Maybe it’s finally time for Carolina to take the plunge?

OK, so the smarter move might be to continue going shorter term. Perhaps Corey Crawford would take a shorter deal than what Lehner is clearly seeking. Jacob Markstrom might be the craftier addition, if the Canucks let him walk.

Lehner and the Hurricanes would rank as the more interesting story, though.

4. Can Braden Holtby halt the sinking of the Sharks?

(Photo by Patrick McDermott/NHLI via Getty Images)

Speaking of interesting narratives that might not be as wise as they look on paper, Holtby to the Sharks would be fascinating.

Martin Jones and Aaron Dell have been disastrous for the Sharks lately. Of course, there’s a chicken-and-the-egg argument, though, as the Sharks defense often hangs its goalies out to dry.

In Holtby, you have a Stanley Cup winner whose overall body of work is highly impressive. For a Sharks team tormented by playoff letdowns, Holtby’s postseason resume shines especially bright (Stanley Cup win, .928 save percentage over 89 career playoff games).

Yet, on the other hand, things have been bumpy for Holtby for some time. His game had already been slipping, but it really dipped badly in 2019-20 with a disturbing .897 save percentage. Holtby probably will demand a hefty contract thanks to his prior work, too.

So … there are a lot of red flags here.
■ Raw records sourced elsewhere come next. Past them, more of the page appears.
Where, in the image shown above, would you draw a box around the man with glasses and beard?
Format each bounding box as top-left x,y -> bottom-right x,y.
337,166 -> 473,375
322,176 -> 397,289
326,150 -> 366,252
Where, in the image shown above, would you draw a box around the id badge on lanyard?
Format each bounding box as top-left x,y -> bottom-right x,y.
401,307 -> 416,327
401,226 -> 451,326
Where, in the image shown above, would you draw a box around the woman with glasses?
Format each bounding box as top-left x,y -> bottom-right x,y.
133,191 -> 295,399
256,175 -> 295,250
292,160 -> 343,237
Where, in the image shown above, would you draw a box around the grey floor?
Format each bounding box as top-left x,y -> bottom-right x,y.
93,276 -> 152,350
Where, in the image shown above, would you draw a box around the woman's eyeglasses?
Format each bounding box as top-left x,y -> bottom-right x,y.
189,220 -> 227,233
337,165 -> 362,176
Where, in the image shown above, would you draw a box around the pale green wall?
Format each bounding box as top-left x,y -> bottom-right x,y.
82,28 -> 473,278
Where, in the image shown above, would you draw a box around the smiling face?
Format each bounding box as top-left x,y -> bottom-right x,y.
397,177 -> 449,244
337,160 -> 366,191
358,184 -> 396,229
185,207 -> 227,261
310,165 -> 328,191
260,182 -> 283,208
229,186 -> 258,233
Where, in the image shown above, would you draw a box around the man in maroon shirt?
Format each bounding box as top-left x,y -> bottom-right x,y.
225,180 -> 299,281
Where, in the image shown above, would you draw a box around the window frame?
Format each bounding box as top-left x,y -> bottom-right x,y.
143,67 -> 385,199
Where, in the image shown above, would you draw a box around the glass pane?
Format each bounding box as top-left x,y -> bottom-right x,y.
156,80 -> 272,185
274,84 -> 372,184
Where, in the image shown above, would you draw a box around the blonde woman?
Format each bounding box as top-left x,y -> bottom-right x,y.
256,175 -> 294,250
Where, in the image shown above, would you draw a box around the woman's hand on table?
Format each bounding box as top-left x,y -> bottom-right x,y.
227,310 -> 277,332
That said, the Sharks are pretty desperate. At minimum, it would be interesting to see if that gamble would pay off for San Jose.

Assorted fun NHL free agent scenarios of varying realism

  • As interesting as it would be for Joe Thornton to ship back up to Boston, I keep going back to Thornton with the Winnipeg Jets for some reason. The Jets would actually be a sensible landing spot for someone like Torey Krug, but Thornton chasing a Stanley Cup with the Jets just feels right.
  • The Maple Leafs are going to experience an agonizing cap squeeze. If Kevin Shattenkirk took another one-year, low-dollar deal, maybe Toronto would come calling? He’s the sort of double-edged sword defenseman who could help the Maple Leafs more than hurt them. But oh, how that hockey-crazed media and fan base will overreact to those mistakes …
  • The Blackhawks seem pretty deep in a “just try to outscore their problems” phase. Is there a better defenseman for that pursuit than Tyson Barrie? I mean, probably, but that could make for a white-knuckle ride.
  • Let’s get Evgenii Dadonov to a California team. With any luck, Dad would attend a Padres game.